Gyles Frederick Rawlings, quinto conde de Chillingworth, hizo una pausa en el acto de despojarse de su sobretodo. Luego se encogió de hombros y dejó caer el pesado abrigo en las atentas manos de su mayordomo.
– No me diga.
– Al parecer, lord Walpole regresará en breve al castillo de Lambourn. Se preguntaba si no tendríais algún mensaje para la condesa viuda.
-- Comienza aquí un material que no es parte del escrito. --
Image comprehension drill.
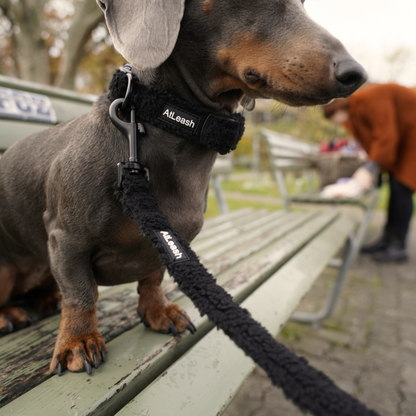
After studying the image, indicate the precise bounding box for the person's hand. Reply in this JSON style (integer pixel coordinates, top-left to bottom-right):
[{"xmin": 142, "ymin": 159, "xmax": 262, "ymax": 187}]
[{"xmin": 352, "ymin": 166, "xmax": 374, "ymax": 191}]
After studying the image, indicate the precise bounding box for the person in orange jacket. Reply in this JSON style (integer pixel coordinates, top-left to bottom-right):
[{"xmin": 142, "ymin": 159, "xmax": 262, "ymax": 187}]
[{"xmin": 324, "ymin": 83, "xmax": 416, "ymax": 261}]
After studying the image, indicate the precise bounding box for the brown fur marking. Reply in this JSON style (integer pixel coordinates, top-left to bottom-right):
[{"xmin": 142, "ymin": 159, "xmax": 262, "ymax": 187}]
[
  {"xmin": 50, "ymin": 285, "xmax": 107, "ymax": 373},
  {"xmin": 212, "ymin": 34, "xmax": 329, "ymax": 103},
  {"xmin": 137, "ymin": 270, "xmax": 190, "ymax": 334}
]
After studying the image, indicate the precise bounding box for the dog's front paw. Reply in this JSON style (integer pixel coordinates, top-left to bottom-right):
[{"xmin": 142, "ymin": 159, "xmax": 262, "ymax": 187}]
[
  {"xmin": 50, "ymin": 332, "xmax": 108, "ymax": 375},
  {"xmin": 137, "ymin": 302, "xmax": 196, "ymax": 335},
  {"xmin": 0, "ymin": 307, "xmax": 36, "ymax": 334}
]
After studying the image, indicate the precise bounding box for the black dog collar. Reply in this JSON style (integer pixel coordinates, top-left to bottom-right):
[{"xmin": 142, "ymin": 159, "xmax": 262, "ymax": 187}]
[{"xmin": 108, "ymin": 68, "xmax": 244, "ymax": 155}]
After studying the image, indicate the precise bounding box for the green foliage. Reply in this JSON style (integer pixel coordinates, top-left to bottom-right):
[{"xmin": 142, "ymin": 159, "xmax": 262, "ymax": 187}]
[{"xmin": 270, "ymin": 107, "xmax": 351, "ymax": 143}]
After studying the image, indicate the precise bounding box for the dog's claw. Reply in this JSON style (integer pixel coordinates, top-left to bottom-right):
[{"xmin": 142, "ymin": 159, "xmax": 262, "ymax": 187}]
[
  {"xmin": 56, "ymin": 363, "xmax": 62, "ymax": 377},
  {"xmin": 93, "ymin": 353, "xmax": 100, "ymax": 368},
  {"xmin": 169, "ymin": 321, "xmax": 178, "ymax": 337},
  {"xmin": 186, "ymin": 322, "xmax": 196, "ymax": 335},
  {"xmin": 84, "ymin": 360, "xmax": 92, "ymax": 376},
  {"xmin": 101, "ymin": 348, "xmax": 105, "ymax": 363},
  {"xmin": 137, "ymin": 309, "xmax": 146, "ymax": 323},
  {"xmin": 0, "ymin": 321, "xmax": 14, "ymax": 334}
]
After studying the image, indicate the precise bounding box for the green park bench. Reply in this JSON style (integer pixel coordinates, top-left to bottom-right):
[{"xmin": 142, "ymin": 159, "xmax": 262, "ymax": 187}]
[
  {"xmin": 0, "ymin": 78, "xmax": 357, "ymax": 416},
  {"xmin": 259, "ymin": 129, "xmax": 379, "ymax": 323}
]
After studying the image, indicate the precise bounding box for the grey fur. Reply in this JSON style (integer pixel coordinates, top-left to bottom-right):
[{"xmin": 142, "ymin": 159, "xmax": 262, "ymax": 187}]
[{"xmin": 0, "ymin": 0, "xmax": 365, "ymax": 371}]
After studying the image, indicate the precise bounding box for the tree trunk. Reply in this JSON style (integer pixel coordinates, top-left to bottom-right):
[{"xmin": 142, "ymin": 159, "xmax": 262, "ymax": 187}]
[
  {"xmin": 0, "ymin": 0, "xmax": 50, "ymax": 84},
  {"xmin": 56, "ymin": 0, "xmax": 104, "ymax": 89}
]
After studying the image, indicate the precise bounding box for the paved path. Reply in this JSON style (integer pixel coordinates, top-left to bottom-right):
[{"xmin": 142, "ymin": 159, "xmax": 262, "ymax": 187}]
[{"xmin": 224, "ymin": 214, "xmax": 416, "ymax": 416}]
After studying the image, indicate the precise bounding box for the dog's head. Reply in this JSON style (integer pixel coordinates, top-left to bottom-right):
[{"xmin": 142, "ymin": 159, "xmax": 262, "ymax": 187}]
[{"xmin": 97, "ymin": 0, "xmax": 366, "ymax": 106}]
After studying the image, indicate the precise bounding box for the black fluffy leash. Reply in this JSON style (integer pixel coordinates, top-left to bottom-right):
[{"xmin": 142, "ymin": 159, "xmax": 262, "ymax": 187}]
[
  {"xmin": 116, "ymin": 175, "xmax": 379, "ymax": 416},
  {"xmin": 110, "ymin": 65, "xmax": 379, "ymax": 416}
]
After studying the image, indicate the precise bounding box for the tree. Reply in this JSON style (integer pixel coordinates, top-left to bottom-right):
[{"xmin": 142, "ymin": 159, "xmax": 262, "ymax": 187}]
[{"xmin": 0, "ymin": 0, "xmax": 104, "ymax": 89}]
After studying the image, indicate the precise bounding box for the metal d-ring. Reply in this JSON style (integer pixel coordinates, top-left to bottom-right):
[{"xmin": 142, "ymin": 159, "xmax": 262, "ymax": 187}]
[{"xmin": 121, "ymin": 72, "xmax": 133, "ymax": 111}]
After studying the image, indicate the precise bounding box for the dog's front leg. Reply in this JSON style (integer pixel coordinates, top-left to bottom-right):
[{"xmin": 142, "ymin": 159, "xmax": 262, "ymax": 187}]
[
  {"xmin": 48, "ymin": 230, "xmax": 107, "ymax": 374},
  {"xmin": 137, "ymin": 269, "xmax": 196, "ymax": 335}
]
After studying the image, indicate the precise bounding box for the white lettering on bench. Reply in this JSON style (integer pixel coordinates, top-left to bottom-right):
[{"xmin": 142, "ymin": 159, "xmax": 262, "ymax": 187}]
[{"xmin": 0, "ymin": 87, "xmax": 56, "ymax": 124}]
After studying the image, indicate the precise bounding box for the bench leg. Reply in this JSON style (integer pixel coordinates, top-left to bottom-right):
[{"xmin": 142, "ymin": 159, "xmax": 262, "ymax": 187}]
[
  {"xmin": 290, "ymin": 235, "xmax": 356, "ymax": 326},
  {"xmin": 211, "ymin": 175, "xmax": 230, "ymax": 214}
]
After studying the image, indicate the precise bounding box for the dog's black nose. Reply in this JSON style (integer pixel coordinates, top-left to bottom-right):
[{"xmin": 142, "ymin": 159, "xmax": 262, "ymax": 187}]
[{"xmin": 334, "ymin": 58, "xmax": 368, "ymax": 94}]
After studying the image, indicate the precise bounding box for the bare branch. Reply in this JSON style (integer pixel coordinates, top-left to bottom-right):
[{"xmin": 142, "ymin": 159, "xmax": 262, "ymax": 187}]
[{"xmin": 57, "ymin": 0, "xmax": 104, "ymax": 89}]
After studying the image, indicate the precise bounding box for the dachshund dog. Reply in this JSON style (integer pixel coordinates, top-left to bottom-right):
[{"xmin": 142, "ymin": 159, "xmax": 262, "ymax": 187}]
[{"xmin": 0, "ymin": 0, "xmax": 366, "ymax": 374}]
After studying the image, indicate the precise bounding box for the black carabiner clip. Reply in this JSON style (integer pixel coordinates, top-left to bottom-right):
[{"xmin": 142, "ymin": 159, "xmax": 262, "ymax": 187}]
[{"xmin": 109, "ymin": 91, "xmax": 150, "ymax": 189}]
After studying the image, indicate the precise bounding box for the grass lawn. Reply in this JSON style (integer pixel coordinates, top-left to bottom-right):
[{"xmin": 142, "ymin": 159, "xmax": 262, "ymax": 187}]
[{"xmin": 205, "ymin": 196, "xmax": 283, "ymax": 219}]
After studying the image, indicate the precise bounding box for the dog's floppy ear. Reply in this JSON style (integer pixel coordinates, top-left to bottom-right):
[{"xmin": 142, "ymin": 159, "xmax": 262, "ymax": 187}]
[{"xmin": 97, "ymin": 0, "xmax": 185, "ymax": 69}]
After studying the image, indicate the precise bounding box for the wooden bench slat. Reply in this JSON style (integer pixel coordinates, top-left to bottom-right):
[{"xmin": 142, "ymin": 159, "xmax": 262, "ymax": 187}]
[
  {"xmin": 199, "ymin": 208, "xmax": 253, "ymax": 231},
  {"xmin": 289, "ymin": 189, "xmax": 378, "ymax": 209},
  {"xmin": 193, "ymin": 211, "xmax": 284, "ymax": 254},
  {"xmin": 117, "ymin": 216, "xmax": 355, "ymax": 416},
  {"xmin": 198, "ymin": 213, "xmax": 313, "ymax": 263},
  {"xmin": 1, "ymin": 213, "xmax": 342, "ymax": 416},
  {"xmin": 192, "ymin": 209, "xmax": 269, "ymax": 244}
]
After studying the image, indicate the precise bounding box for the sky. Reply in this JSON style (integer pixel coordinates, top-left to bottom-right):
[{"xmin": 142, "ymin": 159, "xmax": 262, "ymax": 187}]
[{"xmin": 305, "ymin": 0, "xmax": 416, "ymax": 87}]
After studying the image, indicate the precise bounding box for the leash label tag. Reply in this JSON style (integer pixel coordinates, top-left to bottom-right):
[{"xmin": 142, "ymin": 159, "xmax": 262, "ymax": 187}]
[
  {"xmin": 159, "ymin": 104, "xmax": 200, "ymax": 132},
  {"xmin": 154, "ymin": 230, "xmax": 189, "ymax": 263}
]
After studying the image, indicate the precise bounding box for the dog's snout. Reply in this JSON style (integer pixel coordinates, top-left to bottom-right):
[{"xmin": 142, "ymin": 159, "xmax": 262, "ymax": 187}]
[{"xmin": 334, "ymin": 58, "xmax": 367, "ymax": 94}]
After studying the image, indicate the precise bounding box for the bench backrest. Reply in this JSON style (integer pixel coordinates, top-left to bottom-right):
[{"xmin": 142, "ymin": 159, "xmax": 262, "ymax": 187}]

– En otras palabras -murmuró Gyles, ajustándose los puños-, quiere enterarse de los últimos cotilleos y sabe que más le vale no presentarse ante mamá y mi tía sin ellos.
– Lo que digáis, milord. También pasó hace un rato el señor Waring. Al enterarse de que volveríais esta noche, dejó recado de que estaría presto a atenderos tan pronto lo dispongáis.
– Gracias, Irving. -Gyles avanzó con parsimonia por su vestíbulo. La puerta principal se cerró tras él calladamente, impulsada por un silencioso lacayo. Deteniéndose en medio de las baldosas blancas y verdes, se volvió hacia Irving, que aguardaba: la viva imagen de la paciencia vestida de negro.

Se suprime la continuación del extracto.